Naveego sells entirely through a partner channel.

“Partners in different verticals bring us into their customers as part of their projects,” Smith said. “Because we solve data problems, we are really more horizontally aligned, but customers often work with vertically-aligned partners.”

Smith explained how they add their value.

“With Data Quality, there is what I call a ‘1-10-100 Rule,’” he said. “It takes $1 to verify a record as it is entered. It takes $10 to cleanse it, and it takes $100 if nothing is done, because the ramifications of the mistake are felt over and over again. We provide a high level of Data Quality to make everything better at the end of the line, to get data validated as close to the $1 point as possible.”

“We define a business process, like vendor onboarding, and make many quality checks that analyze the data,” said Mike Dominick, Naveego’s CPO and VP, Partner Success. “We look for things like not having a Tax ID, or having an asset be set up in ERP system and a project system and a vendor management system – which may not be aware of each other. This both helps with compliance, and understanding blocks within the business process.”

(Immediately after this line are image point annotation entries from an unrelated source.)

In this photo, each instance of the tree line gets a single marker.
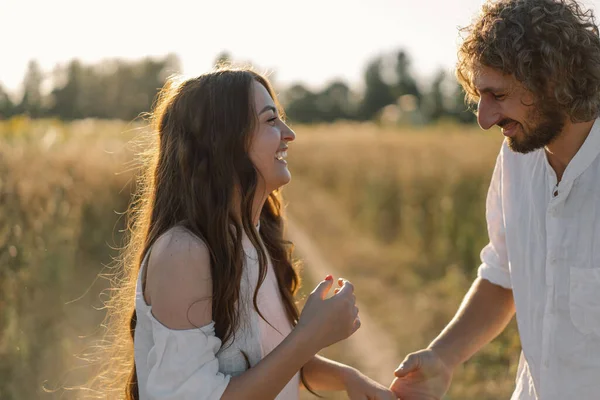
(119, 89)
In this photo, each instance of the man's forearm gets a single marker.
(484, 313)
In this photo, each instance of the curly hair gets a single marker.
(551, 46)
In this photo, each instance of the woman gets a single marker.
(215, 316)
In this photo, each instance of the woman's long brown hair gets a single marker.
(202, 129)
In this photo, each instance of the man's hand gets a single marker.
(422, 376)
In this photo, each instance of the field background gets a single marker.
(399, 211)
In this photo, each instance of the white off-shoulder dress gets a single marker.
(193, 364)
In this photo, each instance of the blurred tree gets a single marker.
(405, 83)
(110, 89)
(378, 94)
(31, 102)
(6, 104)
(434, 104)
(460, 110)
(300, 104)
(68, 91)
(223, 58)
(335, 102)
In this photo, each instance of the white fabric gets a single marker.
(192, 364)
(547, 249)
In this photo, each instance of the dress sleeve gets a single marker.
(183, 365)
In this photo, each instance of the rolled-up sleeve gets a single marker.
(182, 365)
(494, 260)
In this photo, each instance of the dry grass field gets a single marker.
(398, 211)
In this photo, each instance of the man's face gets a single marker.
(505, 102)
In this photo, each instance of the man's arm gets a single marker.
(484, 313)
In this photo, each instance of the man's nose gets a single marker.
(487, 114)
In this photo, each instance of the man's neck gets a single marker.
(562, 150)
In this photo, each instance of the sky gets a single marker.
(308, 41)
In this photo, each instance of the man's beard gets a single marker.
(549, 122)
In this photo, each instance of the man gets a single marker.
(533, 68)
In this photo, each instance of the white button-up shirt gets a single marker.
(545, 246)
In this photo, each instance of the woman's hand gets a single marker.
(328, 321)
(361, 387)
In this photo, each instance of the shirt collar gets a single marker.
(585, 155)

“What has been out there in the market that does this tends to be on-prem,” Smith said. “We also turn it from a project into an ongoing process.”

“We fit in broadly among organizations, not just the big ones, because of a focus in keeping it simple, but we do make the most sense where multiple applications are involved,” Dominick said. “We don’t require dedicated teams of data specialists.”

The new Naveego DQS release provides for Cross System Data Comparison, which makes it easy to compare the data between two different systems, regardless of where the data resides.

“This bridges that gap from analytics to business processes,” Dominick said. “It allows cloud and on prem to be checked on the same platform.” It also lets users compare data between different types of data sets, like between an internal SQL database and SalesForce.com.

This release also introduces a Data System Health Dashboard, which provides a high-level overview of the health of their data.

“We placed a larger emphasis on dashboarding in this release, because they are used to report up the chain of command,” Dominick said.

Naveego DQS now leverages Big Data technologies that support massive amounts of data.

“The use of these technologies allows us to manage larger data sets in a clean and easy to use way,” Dominick stated.

The release now facilitates writing SQL against Non-SQL data sets, to let customers connect to business applications quickly and efficiently, and validate them all with SQL.

“This lowers the bar to get rules created,” Dominick said.

Finally, Templated Quality Checks now let users quickly execute common quality checks for multiple targets.

“Business processes may be aligned differently,” Dominick noted. “We want to be able to do one single check, instead of one per division, or one per geo.”

Looking down the road, Smith said that the company’s objective is to bring complete visibility of data points.

“We are going in a direction that will provide traceability all around the business,” he said.